I prepared and read finals.  Christmas showed up.  I created a decent Christmas - and I wanted to blog about it - I really did - but I was paralyzed with anxiety about my future jobless existence and looming bills.

So my advice is to be careful what you wish for  - Cuz I got me, at the last minute, not one but 3 classes.  And when I say the last minute, I mean I was hired with less than one week to prepare for 2 of the classes and 24 hours to prepare for the other.  Yeah, you read that right, 24 hours.  So, as an old employer of mine used to say, I was behind the airplane (yeah, it makes no sense, yet the image has stayed with me).  And I remained behind the airplane an entire semester.  Which meant that including the month I was paralyzed, I have not contributed to my blog for 6 months.

That's a long time to leave people hanging and wondering about brine.

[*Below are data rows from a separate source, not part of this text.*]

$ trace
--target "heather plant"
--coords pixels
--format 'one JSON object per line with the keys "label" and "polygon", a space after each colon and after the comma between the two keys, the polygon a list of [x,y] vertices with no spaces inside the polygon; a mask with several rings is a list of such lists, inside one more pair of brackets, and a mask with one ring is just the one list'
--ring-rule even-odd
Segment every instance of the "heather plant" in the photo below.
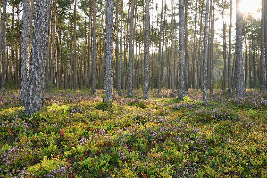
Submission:
{"label": "heather plant", "polygon": [[66,114],[67,113],[67,111],[69,110],[69,106],[66,106],[65,105],[63,105],[61,106],[58,106],[57,104],[56,103],[54,103],[52,104],[52,106],[48,106],[47,108],[48,111],[52,111],[56,112],[59,111],[60,112],[63,112],[64,114]]}
{"label": "heather plant", "polygon": [[[147,100],[140,90],[114,92],[110,106],[103,90],[55,91],[30,117],[5,101],[0,177],[265,177],[266,94],[214,90],[207,107],[201,92],[182,100],[171,91],[150,90]],[[64,105],[65,114],[56,110]]]}
{"label": "heather plant", "polygon": [[235,112],[229,108],[203,108],[196,111],[192,115],[203,122],[210,121],[211,120],[219,121],[233,120],[237,119]]}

So let me talk about Trader Joe's for a minute.  I love the freaking party meatballs there.  And here's a tip, if you have a leftover jar of Rao's Marinara, and a left over jar of Newman's Own Alfredo Sauce, and 3 cups of leftover cooked pasta and a bag of those party meatballs, and if you dump them all into a large and wide sauce pan and heat the whole thing, your daughter will tell you it's the best meal you've ever made.  Never mind you create fantastic recipes OUT OF YOUR HEAD - 2 kinds of jarred sauce and mushy pasta will win every time.  Here's some more good things (hello Martha) about Trader Joe's.  The pot stickers.  They are amazing with rice noodles and a little soy sauce.  And those suckers can be cooked up in less than three minutes with a glass of wine in one hand.  You know what else is good from there?  This pizza with artichokes and goat cheese.  Kids eat the plain pizza, Smith and I chow that one.  I could go on, because we spent the last six months alternating Trader Joe's food, with rotisserie chicken and frozen vegetables and take out from Elevation Burger - because I had lessons to plan, man!

I'm coming out of it now.  The girls have a couple more weeks of school - all the grades have been turned in for one of my classes, and I just have a couple more weeks for the other 2.  I made dinner - a real freaking dinner - the other night for the first time in ages.  (more about that later) - and Smith and I are finally starting to organize the crap we've been throwing in  straighten the guest room.

And so, to brine:

In the end, the brine won.  I brined and roasted turkey number one - and it was succulent and tasty and before I could take a picture of it, it was reduced to this:

The grilled turkey also tasted incredible, but it was dry.  It looked better though, crispy and a little charred, it had an excellent smoky quality and it took a lot less time to grill than I anticipated. - I think maybe this year, I'll brine and grill the turkey.  Then again, this year, we are thinking of bagging the whole Thanksgiving thing and heading to Disney World.